Van die kamer flitste hij naar een drukkere die volstond met commandotafels, kaarten, schermen, en tanks voor driedimensionaal observeren. Op en in deze laatste stonden telkens veranderende taferelen van een ramp: landschappen en steden die gespleten waren door aardbevingen, geschroeid door vuur, geïnundeerd door grote golven en geruisloze watermuren. Hij tuurde er een poos opgewonden naar, toen bedacht hij zich met afgrijzen dat dit zijn eigen planeet Aarde was die in de greep van de Zwerver door getijden werd verminkt — door de Zwerver, die de zwaartekracht naar believen aan en uit kon schakelen.

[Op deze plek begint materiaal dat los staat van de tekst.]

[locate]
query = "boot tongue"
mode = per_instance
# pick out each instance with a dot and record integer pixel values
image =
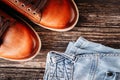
(35, 5)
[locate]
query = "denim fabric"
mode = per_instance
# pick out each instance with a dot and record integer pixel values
(83, 60)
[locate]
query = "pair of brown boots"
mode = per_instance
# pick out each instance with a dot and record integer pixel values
(18, 40)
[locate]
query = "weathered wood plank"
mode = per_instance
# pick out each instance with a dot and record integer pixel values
(21, 74)
(99, 21)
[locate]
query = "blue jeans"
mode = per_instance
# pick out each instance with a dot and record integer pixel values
(83, 60)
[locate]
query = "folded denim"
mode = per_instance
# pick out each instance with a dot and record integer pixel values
(83, 60)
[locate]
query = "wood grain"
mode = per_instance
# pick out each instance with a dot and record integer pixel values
(99, 21)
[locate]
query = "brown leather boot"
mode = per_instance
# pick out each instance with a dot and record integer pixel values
(18, 41)
(56, 15)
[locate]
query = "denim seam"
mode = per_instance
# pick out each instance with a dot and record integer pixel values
(103, 55)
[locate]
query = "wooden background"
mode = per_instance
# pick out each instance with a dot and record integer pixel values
(99, 21)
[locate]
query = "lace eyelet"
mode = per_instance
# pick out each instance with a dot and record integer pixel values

Hij wilde blijven kijken, of dacht dat hij dat wilde, maar desondanks ijlde hij onweerstaanbaar verder naar een kamer die uit een grote kijktank bestond met overal rondom onaardse gezichten, sommige met twee ogen, sommige met drie en sommige met acht. In de tank hingen modellen van de aarde en de Zwerver en een lusvormige, gezwollen kwart-ring die het restant was van de maan. Hier en daar, voor het merendeel dicht bij de twee planeten, hingen punten van violet en geel licht waarvan hij veronderstelde dat het ruimteschepen waren.
De grootste bollen zaten onderling op de goede afstand — ongeveer dertig maal hun diameter en Don kon niet zien of het kopieën waren of driedimensionale projecties. De illusie was zo goed dat hij zich voelde alsof hij in de ruimte zweefde, waarin de griezelige onaardse gezichten de sterrenbeelden vervingen.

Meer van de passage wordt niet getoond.